Uno strano e irrilevante documento trecentesco permeato di mistero e fascino
Premetto un’attestazione sulla meticolosità e scrupolosità con cui il mio compianto professore di religione, Don Antonio Chiaverini, canonico della Diocesi di Valva e Sulmona e responsabile dell’Archivio Diocesano, trascrisse e tradusse un manoscritto, come d’altra parte si può rilevare nelle finali delle parole e sillabe mozze. Inoltre tre considerazioni su circostanze avvenute o documentate: 1- un disegno rozzo, trovato nell’Archivio comunale di Cocullo racchiude nei confini del suo territorio l’abbazia di Santo Spirito, mentre non lascia intravvedere l’agglomerato sulmonese; 2- Ovidio da ragazzo frequentava i luoghi che fino agli anni 1940 erano le cosiddette “putéche de ‘Viddie”, fucina delle nenie marse e peligne, e che invece dopo quella data si rivelarono essere stato il monumentale tempio di Ercole Curino; 3- e dentro cui fu trovato il busto del semidio pagano, ultimo staffettista mitologico, che aveva ricevuto il testimone dalla dea Angizia. Il busto era stato donato al tempio sulmonese da un armatore che forse aveva approfittato, dopo qualche esondazione del grande e turbolento lago Fucino, di qualche passaggio che avrebbe favorito anche il viaggio di Ovidio per raggiungere l’Urbe dalla sua terra natia. Il manoscritto è la copia trascritta e tradotta da Don Chiaverini e dovrebbe riguardare l’elenco dei battezzati cocullesi in alcuni mesi degli anni 1340: è noto che allora i cognomi non esistevano. Soltanto i benestanti e i nobili, per ragioni ereditarie, avevano attributi che poi diventarono cognomi (Benincasa, Ognibene, cioè agiatezza o “pax et bonum”). In quel registro, in quegli spezzoni di anni, i battezzati sarebbero oltre duemilaseicento, di cui alcuni si possono ricondurre oggi a personaggi sulmonesi.

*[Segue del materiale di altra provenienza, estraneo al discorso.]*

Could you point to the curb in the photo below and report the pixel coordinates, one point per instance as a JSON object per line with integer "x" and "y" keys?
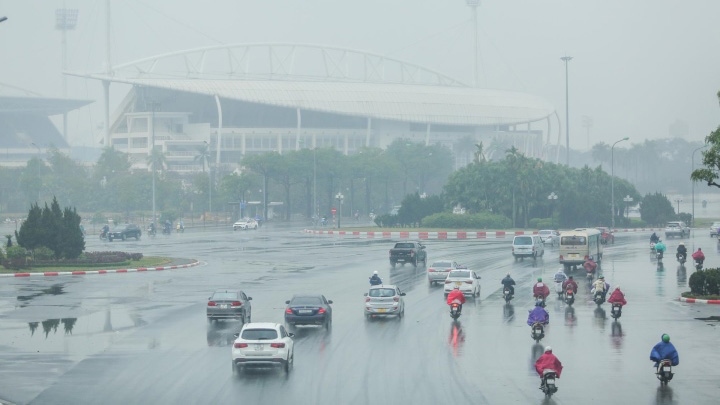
{"x": 84, "y": 273}
{"x": 440, "y": 234}
{"x": 698, "y": 301}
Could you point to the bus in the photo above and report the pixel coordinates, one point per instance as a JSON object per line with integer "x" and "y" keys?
{"x": 578, "y": 244}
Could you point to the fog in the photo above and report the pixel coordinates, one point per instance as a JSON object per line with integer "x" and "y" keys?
{"x": 637, "y": 67}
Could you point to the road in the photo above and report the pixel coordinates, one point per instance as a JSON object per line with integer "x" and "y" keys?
{"x": 143, "y": 338}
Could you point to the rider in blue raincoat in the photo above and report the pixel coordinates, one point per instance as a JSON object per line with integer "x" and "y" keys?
{"x": 539, "y": 314}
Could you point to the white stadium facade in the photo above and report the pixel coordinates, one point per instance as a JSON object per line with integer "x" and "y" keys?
{"x": 253, "y": 98}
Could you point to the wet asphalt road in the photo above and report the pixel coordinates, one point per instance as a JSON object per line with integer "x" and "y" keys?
{"x": 143, "y": 338}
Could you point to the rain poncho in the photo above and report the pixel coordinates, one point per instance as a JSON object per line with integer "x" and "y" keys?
{"x": 539, "y": 314}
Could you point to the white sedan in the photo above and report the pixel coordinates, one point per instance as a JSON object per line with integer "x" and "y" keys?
{"x": 467, "y": 280}
{"x": 263, "y": 345}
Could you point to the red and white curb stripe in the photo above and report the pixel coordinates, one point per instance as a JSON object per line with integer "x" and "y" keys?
{"x": 699, "y": 301}
{"x": 440, "y": 234}
{"x": 84, "y": 273}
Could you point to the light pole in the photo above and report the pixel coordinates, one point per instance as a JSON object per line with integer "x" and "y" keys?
{"x": 612, "y": 182}
{"x": 627, "y": 200}
{"x": 567, "y": 59}
{"x": 692, "y": 169}
{"x": 340, "y": 199}
{"x": 552, "y": 197}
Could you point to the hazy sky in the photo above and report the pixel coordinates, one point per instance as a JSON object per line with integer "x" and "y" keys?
{"x": 638, "y": 65}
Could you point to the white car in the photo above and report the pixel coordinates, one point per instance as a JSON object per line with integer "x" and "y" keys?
{"x": 438, "y": 271}
{"x": 245, "y": 224}
{"x": 467, "y": 280}
{"x": 264, "y": 345}
{"x": 550, "y": 237}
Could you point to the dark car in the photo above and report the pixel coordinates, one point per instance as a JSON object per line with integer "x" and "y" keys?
{"x": 308, "y": 309}
{"x": 229, "y": 304}
{"x": 125, "y": 231}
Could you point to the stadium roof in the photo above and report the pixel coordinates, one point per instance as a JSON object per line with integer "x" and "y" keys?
{"x": 443, "y": 105}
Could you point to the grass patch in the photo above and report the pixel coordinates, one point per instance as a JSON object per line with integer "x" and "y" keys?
{"x": 688, "y": 294}
{"x": 147, "y": 261}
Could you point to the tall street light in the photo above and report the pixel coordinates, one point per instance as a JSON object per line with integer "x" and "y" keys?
{"x": 612, "y": 181}
{"x": 567, "y": 59}
{"x": 552, "y": 197}
{"x": 340, "y": 199}
{"x": 692, "y": 169}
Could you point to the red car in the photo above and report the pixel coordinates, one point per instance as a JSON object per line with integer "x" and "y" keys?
{"x": 606, "y": 236}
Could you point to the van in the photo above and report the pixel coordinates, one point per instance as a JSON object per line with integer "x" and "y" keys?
{"x": 527, "y": 246}
{"x": 579, "y": 244}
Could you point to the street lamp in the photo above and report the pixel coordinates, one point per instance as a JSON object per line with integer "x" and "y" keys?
{"x": 567, "y": 59}
{"x": 692, "y": 169}
{"x": 612, "y": 181}
{"x": 627, "y": 200}
{"x": 340, "y": 199}
{"x": 552, "y": 197}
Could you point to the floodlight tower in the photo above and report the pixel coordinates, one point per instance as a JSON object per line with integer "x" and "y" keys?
{"x": 65, "y": 20}
{"x": 473, "y": 4}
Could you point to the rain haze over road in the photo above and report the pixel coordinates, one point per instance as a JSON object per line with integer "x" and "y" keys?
{"x": 130, "y": 338}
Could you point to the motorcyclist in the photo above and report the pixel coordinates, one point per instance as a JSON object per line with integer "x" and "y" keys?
{"x": 540, "y": 290}
{"x": 375, "y": 279}
{"x": 699, "y": 256}
{"x": 509, "y": 283}
{"x": 538, "y": 315}
{"x": 654, "y": 238}
{"x": 664, "y": 350}
{"x": 570, "y": 283}
{"x": 547, "y": 361}
{"x": 681, "y": 251}
{"x": 456, "y": 296}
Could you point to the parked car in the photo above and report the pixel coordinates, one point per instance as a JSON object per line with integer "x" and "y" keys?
{"x": 229, "y": 304}
{"x": 308, "y": 309}
{"x": 245, "y": 224}
{"x": 550, "y": 237}
{"x": 263, "y": 344}
{"x": 714, "y": 228}
{"x": 384, "y": 300}
{"x": 124, "y": 231}
{"x": 438, "y": 271}
{"x": 467, "y": 280}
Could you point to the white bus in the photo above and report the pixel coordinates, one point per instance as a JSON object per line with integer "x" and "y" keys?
{"x": 578, "y": 244}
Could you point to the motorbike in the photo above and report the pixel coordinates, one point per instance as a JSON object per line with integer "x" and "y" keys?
{"x": 548, "y": 385}
{"x": 664, "y": 371}
{"x": 537, "y": 332}
{"x": 455, "y": 309}
{"x": 507, "y": 295}
{"x": 569, "y": 296}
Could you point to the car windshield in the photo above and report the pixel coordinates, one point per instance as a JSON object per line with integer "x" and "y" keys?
{"x": 306, "y": 301}
{"x": 523, "y": 240}
{"x": 224, "y": 296}
{"x": 259, "y": 334}
{"x": 382, "y": 292}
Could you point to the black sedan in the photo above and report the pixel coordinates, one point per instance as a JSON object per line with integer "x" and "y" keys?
{"x": 308, "y": 309}
{"x": 125, "y": 231}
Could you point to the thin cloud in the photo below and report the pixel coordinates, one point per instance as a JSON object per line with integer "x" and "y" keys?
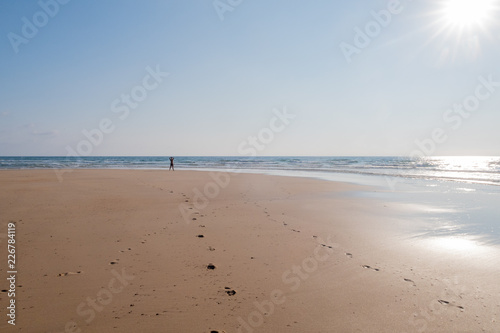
{"x": 47, "y": 134}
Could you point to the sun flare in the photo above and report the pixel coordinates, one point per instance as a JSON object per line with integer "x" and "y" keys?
{"x": 467, "y": 12}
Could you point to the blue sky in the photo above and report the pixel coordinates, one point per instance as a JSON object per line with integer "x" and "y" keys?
{"x": 225, "y": 77}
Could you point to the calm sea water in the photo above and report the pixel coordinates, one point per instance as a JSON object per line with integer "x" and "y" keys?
{"x": 481, "y": 170}
{"x": 461, "y": 195}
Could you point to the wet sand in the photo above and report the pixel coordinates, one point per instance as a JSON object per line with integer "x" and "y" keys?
{"x": 186, "y": 251}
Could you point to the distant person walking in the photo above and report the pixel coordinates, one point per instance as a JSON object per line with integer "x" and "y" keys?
{"x": 171, "y": 164}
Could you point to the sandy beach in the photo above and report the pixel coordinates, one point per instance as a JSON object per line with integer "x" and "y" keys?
{"x": 191, "y": 251}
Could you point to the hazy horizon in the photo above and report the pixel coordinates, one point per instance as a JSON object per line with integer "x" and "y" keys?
{"x": 241, "y": 78}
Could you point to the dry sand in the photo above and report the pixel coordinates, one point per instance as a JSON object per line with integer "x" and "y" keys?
{"x": 118, "y": 251}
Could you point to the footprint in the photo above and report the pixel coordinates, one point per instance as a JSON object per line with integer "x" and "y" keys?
{"x": 369, "y": 267}
{"x": 408, "y": 280}
{"x": 230, "y": 292}
{"x": 69, "y": 273}
{"x": 442, "y": 301}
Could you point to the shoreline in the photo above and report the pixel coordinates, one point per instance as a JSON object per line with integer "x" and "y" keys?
{"x": 293, "y": 250}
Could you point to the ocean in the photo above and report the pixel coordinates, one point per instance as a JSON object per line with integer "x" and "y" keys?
{"x": 460, "y": 196}
{"x": 479, "y": 170}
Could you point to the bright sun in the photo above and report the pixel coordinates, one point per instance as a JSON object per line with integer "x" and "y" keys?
{"x": 465, "y": 13}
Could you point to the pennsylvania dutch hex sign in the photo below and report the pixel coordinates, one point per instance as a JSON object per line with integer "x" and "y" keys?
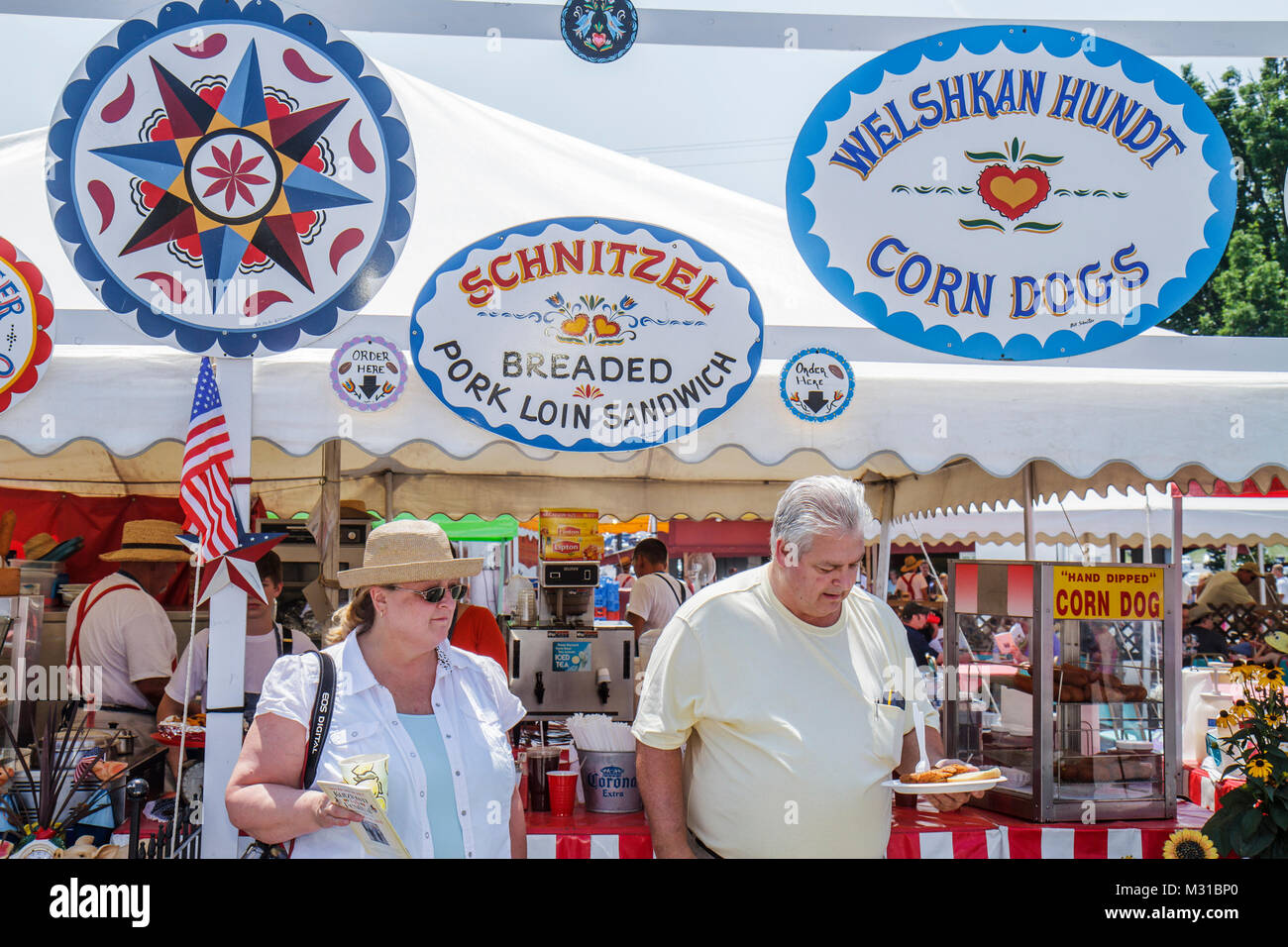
{"x": 1010, "y": 192}
{"x": 230, "y": 175}
{"x": 585, "y": 334}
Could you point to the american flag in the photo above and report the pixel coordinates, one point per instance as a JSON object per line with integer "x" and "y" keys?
{"x": 205, "y": 491}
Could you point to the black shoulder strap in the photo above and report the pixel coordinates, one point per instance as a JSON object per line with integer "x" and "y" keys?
{"x": 321, "y": 718}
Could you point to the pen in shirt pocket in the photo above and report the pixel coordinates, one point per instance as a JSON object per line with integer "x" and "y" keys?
{"x": 893, "y": 698}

Poiché avvenne nel 1356 l’avvento degli Ordini Minori Francescani, sia al priorato di Montecassino che nel Vescovado di Sulmona e poiché nel 1392 i Benedettini della grangia casalana spostarono le reliquie di San Domenico nella chiesa di Sant’Amico di Cocullo e poiché, secondo me, nel 1311 gli Ordini Minori dei Francescani si erano staccati dai Conventuali per seguire le prescrizioni principali di San Francesco (povertà, ecc.) e una parte di loro si unì addirittura ai Celestini (Pauperes Fratres Domini Caelestini), argomento che si acuì allora la lotta fratricida sullo spiritualismo negli agglomerati più vicini alla casa madre di San Celestino.
Alcuni decenni orsono appresi da un atto dello stato civile del Comune di Tossicia (TE) che un mio compaesano, attorno alla metà del 1700, si andò a sposare in quel paese la notte di Natale provenendo da “Cocullo Maggiore”. Da questo si può arguire che allora esisteva un agglomerato più piccolo che poteva essere nominato “Cocullo Minore”. Infatti sul colle più alto prospiciente quello su cui si aggrappa l’attuale centro storico vi era un agglomerato di costruzioni, in parte ristrutturate in pagliai, alcune poi adibite ad abitazioni che, al pari di Cocullo Maggiore, sono un esempio classico di centro fortificato (cunicoli, passaggi segreti, entrate plurime nelle abitazioni): la teoria di case sale dalla piazza della Madonna per via Canale fino alle ultime abitazioni, ripiegando poi in una viuzza parallela a via Canale che conduce all’ “ara di Speranza” scendendo poi a sinistra, fra altri ruderi forniti di pergolati sulle facciate ed anch’essi probabilmente forniti di doppi accessi, sia sulla via del piccolo dirupo sottostante e sul viottolo ora sconnesso, che si chiamava “Via del Calvario” prima che lo ostruisse la terra di riporto forse del tunnel ferroviario sottostante. Perché il documento è molto strano? Sulmona era almeno un paesotto 1300 anni prima della compilazione del disegno che sembra una carta topografica del conflitto che in un territorio ristretto culminò tra Francescani Spirituali e Celestini dall’altra.
E in definitiva c’è una relazione fra il disegno e la compilazione di questo documento?